Methyl cinnamate

Administrative data

Key value for chemical safety assessment

Additional information

In vitro

Methyl cinnamate was found negative for inducing gene mutations in three in vitro studies (Ames test according to OECD 471, Sister Chromatid Exchange test in mammalian cells according to OECD 479 and Mammalian Cells Gene Mutation test according to OECD 476) conducted in the presence and absence of metabolic activation. The Ames test studied four mutant strains of Salmonella typhimurium (TA1535, TA1537, TA98, and TA100) with and without liver homogenate (S9) as well as E. coli WP2 with and without liver homogenate (S9) in test concentrations up to 5000 µg per plate. No increase in revertant colony numbers of any of the five tester strains was observed following treatment with methyl cinnamate at any dose level, neither in the presence nor absence of metabolic activation (S9 mix). There was also no tendency of higher mutation rates with increasing concentrations in the range below the generally acknowledged border of biological relevance.

Appropriate reference mutagens were used as positive controls. They showed a distinct increase of induced revertant colonies.

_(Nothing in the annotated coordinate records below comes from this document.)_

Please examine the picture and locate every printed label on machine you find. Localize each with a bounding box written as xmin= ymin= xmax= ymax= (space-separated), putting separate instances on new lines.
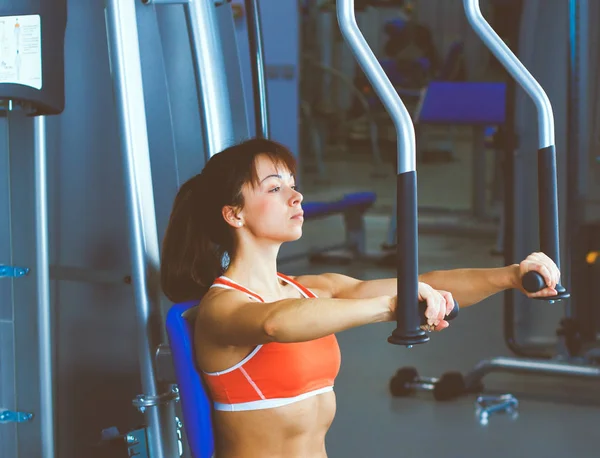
xmin=0 ymin=15 xmax=42 ymax=89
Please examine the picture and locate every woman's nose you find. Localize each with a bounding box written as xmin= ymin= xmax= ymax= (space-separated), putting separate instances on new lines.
xmin=291 ymin=189 xmax=304 ymax=205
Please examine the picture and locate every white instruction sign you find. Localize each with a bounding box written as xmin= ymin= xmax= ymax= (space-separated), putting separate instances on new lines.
xmin=0 ymin=15 xmax=42 ymax=89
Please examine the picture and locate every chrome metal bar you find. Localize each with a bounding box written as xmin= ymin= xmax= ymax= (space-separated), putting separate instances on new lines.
xmin=337 ymin=0 xmax=416 ymax=174
xmin=185 ymin=0 xmax=235 ymax=158
xmin=34 ymin=116 xmax=56 ymax=458
xmin=463 ymin=0 xmax=555 ymax=149
xmin=105 ymin=0 xmax=179 ymax=458
xmin=142 ymin=0 xmax=191 ymax=5
xmin=245 ymin=0 xmax=269 ymax=138
xmin=465 ymin=357 xmax=600 ymax=387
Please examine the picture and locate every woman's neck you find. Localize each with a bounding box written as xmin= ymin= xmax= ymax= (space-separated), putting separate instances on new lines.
xmin=224 ymin=243 xmax=282 ymax=297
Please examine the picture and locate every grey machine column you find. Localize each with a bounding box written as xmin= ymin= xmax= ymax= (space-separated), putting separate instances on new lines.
xmin=105 ymin=0 xmax=179 ymax=458
xmin=463 ymin=0 xmax=600 ymax=388
xmin=0 ymin=0 xmax=67 ymax=458
xmin=185 ymin=0 xmax=235 ymax=159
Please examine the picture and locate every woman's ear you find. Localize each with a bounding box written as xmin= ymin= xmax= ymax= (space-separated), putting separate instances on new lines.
xmin=221 ymin=205 xmax=244 ymax=228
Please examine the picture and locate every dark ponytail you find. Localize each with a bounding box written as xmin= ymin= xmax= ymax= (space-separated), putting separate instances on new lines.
xmin=160 ymin=139 xmax=295 ymax=303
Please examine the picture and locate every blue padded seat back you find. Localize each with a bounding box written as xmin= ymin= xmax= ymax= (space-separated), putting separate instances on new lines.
xmin=302 ymin=192 xmax=377 ymax=220
xmin=418 ymin=81 xmax=506 ymax=126
xmin=166 ymin=302 xmax=215 ymax=458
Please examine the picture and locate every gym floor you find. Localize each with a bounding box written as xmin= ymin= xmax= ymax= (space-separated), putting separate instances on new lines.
xmin=280 ymin=134 xmax=600 ymax=458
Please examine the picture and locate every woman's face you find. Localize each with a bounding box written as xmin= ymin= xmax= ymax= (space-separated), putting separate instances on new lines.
xmin=240 ymin=155 xmax=304 ymax=242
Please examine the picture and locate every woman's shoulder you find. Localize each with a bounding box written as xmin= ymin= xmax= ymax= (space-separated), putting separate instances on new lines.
xmin=287 ymin=273 xmax=360 ymax=298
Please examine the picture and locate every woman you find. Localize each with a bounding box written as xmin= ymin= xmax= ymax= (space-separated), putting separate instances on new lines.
xmin=161 ymin=140 xmax=560 ymax=458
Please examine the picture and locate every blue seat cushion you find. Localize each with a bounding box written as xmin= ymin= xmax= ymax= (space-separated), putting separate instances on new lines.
xmin=166 ymin=301 xmax=215 ymax=458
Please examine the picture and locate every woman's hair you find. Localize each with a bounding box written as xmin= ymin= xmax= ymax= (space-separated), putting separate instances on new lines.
xmin=160 ymin=139 xmax=296 ymax=302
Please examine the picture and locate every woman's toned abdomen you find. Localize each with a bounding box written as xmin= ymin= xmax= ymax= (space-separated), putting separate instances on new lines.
xmin=214 ymin=392 xmax=336 ymax=458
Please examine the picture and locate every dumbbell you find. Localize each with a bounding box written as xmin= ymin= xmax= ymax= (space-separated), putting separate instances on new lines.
xmin=390 ymin=367 xmax=483 ymax=401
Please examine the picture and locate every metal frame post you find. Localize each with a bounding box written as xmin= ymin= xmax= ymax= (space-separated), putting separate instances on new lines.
xmin=245 ymin=0 xmax=270 ymax=138
xmin=184 ymin=0 xmax=235 ymax=160
xmin=105 ymin=0 xmax=178 ymax=458
xmin=34 ymin=116 xmax=56 ymax=458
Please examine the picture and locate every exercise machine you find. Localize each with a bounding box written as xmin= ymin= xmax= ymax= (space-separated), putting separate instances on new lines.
xmin=396 ymin=0 xmax=600 ymax=396
xmin=0 ymin=0 xmax=67 ymax=458
xmin=165 ymin=0 xmax=458 ymax=458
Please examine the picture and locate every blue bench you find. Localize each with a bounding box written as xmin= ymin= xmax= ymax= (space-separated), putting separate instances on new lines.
xmin=279 ymin=192 xmax=377 ymax=263
xmin=166 ymin=302 xmax=215 ymax=458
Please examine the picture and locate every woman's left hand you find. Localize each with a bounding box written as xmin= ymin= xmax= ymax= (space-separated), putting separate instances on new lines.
xmin=519 ymin=253 xmax=560 ymax=297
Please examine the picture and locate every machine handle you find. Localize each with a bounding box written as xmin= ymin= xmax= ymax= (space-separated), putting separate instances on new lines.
xmin=419 ymin=300 xmax=460 ymax=326
xmin=336 ymin=0 xmax=429 ymax=347
xmin=521 ymin=270 xmax=546 ymax=293
xmin=463 ymin=0 xmax=569 ymax=301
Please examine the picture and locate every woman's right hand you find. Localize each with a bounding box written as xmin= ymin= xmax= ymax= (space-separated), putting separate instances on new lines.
xmin=388 ymin=282 xmax=454 ymax=331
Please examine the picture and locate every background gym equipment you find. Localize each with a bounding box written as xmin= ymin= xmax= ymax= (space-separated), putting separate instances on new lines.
xmin=418 ymin=0 xmax=600 ymax=400
xmin=106 ymin=0 xmax=182 ymax=458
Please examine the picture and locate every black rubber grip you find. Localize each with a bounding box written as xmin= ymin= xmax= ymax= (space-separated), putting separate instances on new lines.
xmin=419 ymin=301 xmax=460 ymax=326
xmin=521 ymin=270 xmax=546 ymax=293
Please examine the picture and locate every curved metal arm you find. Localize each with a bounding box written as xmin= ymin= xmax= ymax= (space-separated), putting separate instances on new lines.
xmin=337 ymin=0 xmax=429 ymax=347
xmin=337 ymin=0 xmax=417 ymax=173
xmin=463 ymin=0 xmax=570 ymax=301
xmin=463 ymin=0 xmax=555 ymax=149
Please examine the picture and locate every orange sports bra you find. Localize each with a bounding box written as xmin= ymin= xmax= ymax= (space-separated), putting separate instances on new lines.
xmin=202 ymin=274 xmax=341 ymax=412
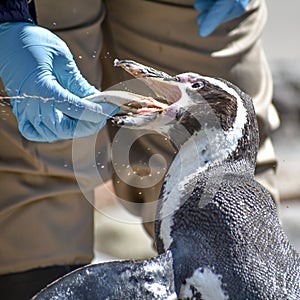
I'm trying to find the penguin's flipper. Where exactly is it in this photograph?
[32,252,177,300]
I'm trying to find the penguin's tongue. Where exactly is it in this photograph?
[114,59,182,105]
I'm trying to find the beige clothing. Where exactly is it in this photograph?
[0,0,276,274]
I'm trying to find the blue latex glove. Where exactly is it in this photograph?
[0,22,119,142]
[194,0,251,37]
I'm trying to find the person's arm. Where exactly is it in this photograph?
[0,0,119,142]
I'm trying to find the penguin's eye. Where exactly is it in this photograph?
[192,81,204,90]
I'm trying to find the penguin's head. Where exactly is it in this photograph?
[115,60,259,169]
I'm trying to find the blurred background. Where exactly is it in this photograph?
[94,0,300,262]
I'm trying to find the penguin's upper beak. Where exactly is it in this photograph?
[114,59,182,105]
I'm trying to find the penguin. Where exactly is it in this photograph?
[34,60,300,300]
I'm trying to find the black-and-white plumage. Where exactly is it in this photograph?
[32,61,300,300]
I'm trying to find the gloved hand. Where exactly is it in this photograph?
[0,22,119,142]
[194,0,251,37]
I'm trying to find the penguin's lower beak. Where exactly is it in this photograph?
[114,59,181,105]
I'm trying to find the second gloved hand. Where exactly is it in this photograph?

In conclusion, these results indicated that test article was not mutagenic to Salmonella typhimurium strains TA1535,TA1537, TA98, and TA100 or to E. coli WP2 in the absence and presence of a metabolic system.

 

The second in vitro study was performed to evaluate the mutagenic potential of methyl cinnamate based upon its ability to affect the cell cycle or to induce sister chromatid exchange in Chinese hamster ovary (CHO) cells according to OECD guideline 479. The test article was applied up to 100 µM. In the assay, based on the results given in this study, methyl cinnamate, was found to have a slight enhancing effects on MMC-induced SCEs but dose response was unclear. However, methyl cinnamate itself did not affect the cell cycle or induce spontaneous SCEs and thus is considered negative in this test.

 

The third in vitro study was performed to investigate the potential of methyl cinnamate to induce gene mutations at the HPRT locus in V79 cells of the Chinese hamster according to OECD guideline 476.The test article was applied up to 1622 µg/ml in the pre-test and up to 1200 µg/ml in the two main tests. No substantial and reproducible dose dependent increase of the mutation frequency was observed in either of the main experiments. Thus, the test item did not induce gene mutation effects at the HPRT locus in V79 cells.

In vivo

As all three in vitro tests were negative, in vivo data are not required.

Justification for selection of genetic toxicity endpoint
All three available in vitro tests contribute to the final assessment for the substance being considered negative inducing gene mutations.

Short description of key information:
Based on the available data, test article was found negative inducing gene mutagenicity under the experimental conditions of three in vitro tests .

Endpoint Conclusion: No adverse effect observed (negative)

Justification for classification or non-classification

Methyl cinnamate does not have to be classified for mutagenicity according to the criteria laid down in the EU Dangerous Substances Directive (67/548/EEC) and in the EU Classification Labelling and Packaging Regulation (1272/2008/EC) because it did not reveal any mutagenic effect in the bacterial reverse mutation assay in the presence or absence of metabolic activation, in the mammalian cell gene (HPRT) mutation test in V79 cells or in an in vitro sister chromatid exchange test in CHO cells.